Karena hari ini tak ada jadwal wawancara pekerjaan dan Nina juga hanya tersisa jadwal berangkat part time di sebuah restoran keluarga jam dua belas nanti, jadi ia memiliki cukup waktu bersama Giselle.
Setelah waktu berlalu, Nina kembali menitipkan Giselle pada ibunya karena ia harus berangkat part time.
"Mah, titip Elle ya. Kalau Elle laper kasih aja bubur. Tadi aku bikin lebih dan tinggal dihangatkan aja"
"Iya-iya. Mamah juga kan udah ngurusin kamu dari bayi sampe segini gedenya.

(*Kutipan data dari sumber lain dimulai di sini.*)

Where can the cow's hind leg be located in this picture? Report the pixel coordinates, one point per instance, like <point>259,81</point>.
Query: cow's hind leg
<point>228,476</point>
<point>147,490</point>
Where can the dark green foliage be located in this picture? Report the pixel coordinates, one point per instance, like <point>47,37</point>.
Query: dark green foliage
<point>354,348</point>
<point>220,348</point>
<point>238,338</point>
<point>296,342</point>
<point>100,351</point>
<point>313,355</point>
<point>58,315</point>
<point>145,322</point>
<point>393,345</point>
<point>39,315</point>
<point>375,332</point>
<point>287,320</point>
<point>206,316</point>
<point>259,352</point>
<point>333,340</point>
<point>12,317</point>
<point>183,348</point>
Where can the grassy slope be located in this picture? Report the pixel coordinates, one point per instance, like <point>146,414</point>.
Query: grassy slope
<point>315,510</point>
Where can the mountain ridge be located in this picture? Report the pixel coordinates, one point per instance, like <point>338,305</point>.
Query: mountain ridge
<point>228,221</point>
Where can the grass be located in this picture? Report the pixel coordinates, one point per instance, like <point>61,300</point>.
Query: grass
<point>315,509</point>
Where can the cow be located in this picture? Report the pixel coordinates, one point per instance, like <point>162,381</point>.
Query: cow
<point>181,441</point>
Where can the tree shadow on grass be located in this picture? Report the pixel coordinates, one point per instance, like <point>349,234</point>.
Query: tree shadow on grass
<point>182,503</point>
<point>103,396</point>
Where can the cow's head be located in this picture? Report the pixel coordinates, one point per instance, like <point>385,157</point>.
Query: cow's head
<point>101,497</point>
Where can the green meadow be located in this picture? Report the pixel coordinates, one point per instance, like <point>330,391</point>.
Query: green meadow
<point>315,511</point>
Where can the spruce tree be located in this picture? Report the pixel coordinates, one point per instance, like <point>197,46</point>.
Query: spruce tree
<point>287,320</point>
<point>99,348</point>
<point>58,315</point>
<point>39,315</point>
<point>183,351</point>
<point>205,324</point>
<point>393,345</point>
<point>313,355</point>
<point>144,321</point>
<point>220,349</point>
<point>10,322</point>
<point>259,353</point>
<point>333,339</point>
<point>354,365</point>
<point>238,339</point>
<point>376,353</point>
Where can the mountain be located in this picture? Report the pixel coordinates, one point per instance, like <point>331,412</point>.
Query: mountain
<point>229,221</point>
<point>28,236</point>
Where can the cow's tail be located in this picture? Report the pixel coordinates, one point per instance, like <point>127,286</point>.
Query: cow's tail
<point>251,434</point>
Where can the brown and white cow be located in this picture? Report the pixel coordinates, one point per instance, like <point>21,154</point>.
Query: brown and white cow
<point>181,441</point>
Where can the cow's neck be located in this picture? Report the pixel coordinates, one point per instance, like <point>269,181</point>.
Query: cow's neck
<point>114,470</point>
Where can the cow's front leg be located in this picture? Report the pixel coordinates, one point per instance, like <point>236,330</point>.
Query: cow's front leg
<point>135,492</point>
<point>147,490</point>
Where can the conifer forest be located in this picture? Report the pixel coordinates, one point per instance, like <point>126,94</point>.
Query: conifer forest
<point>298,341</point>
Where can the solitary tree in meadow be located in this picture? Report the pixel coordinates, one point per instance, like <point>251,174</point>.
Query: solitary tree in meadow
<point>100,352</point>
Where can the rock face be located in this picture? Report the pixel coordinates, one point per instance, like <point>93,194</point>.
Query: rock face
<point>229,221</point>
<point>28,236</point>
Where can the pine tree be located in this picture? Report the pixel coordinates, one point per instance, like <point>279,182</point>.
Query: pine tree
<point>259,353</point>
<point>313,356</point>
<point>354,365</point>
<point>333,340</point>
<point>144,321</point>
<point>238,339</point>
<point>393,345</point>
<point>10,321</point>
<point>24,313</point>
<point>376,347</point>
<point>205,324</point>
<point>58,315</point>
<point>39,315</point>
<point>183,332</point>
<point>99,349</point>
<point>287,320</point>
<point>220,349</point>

Udah sono berangkat" ucap mamah Nina yang nampaknya tak suka jika Nina bersikap sok tau.
Nina hanya tersenyum dan mencium pipi gemuk Elle lalu berangkat. Dan sesampainya di resto, Nina segera melakukan bagiannya. Ia bertugas sebagai waitres untuk menerima pesanan dan mengantarkannya.
"Permisi tuan, ini pesanan anda" ucap Nina pada seorang pelanggang pria yang sibuk membaca sesuatu di ipad-nya, namun Nina tak menghiraukan siapa pelanggannya karena ia hanya perlu bekerja mengantar dan menerima pesanan tanpa peduli siapa pelanggannya, kecuali pelanggannya itu adalah sosok yang khusus memesan di resto itu sehingga ia harus memperlakukannya secara khusus pula.
"Oh, terimakasih"
"Sama-sama. Selamat menikmati. Permisi tuan" ucap Nina dan dengan cepat ia sudah menghampiri meja lain yang membutuhkannya.
Sementara itu, sosok pria tadi menatap hidangan yang ada di mejanya lalu mengangkat sebelah alisnya dengan ekspresi sedikit bingung.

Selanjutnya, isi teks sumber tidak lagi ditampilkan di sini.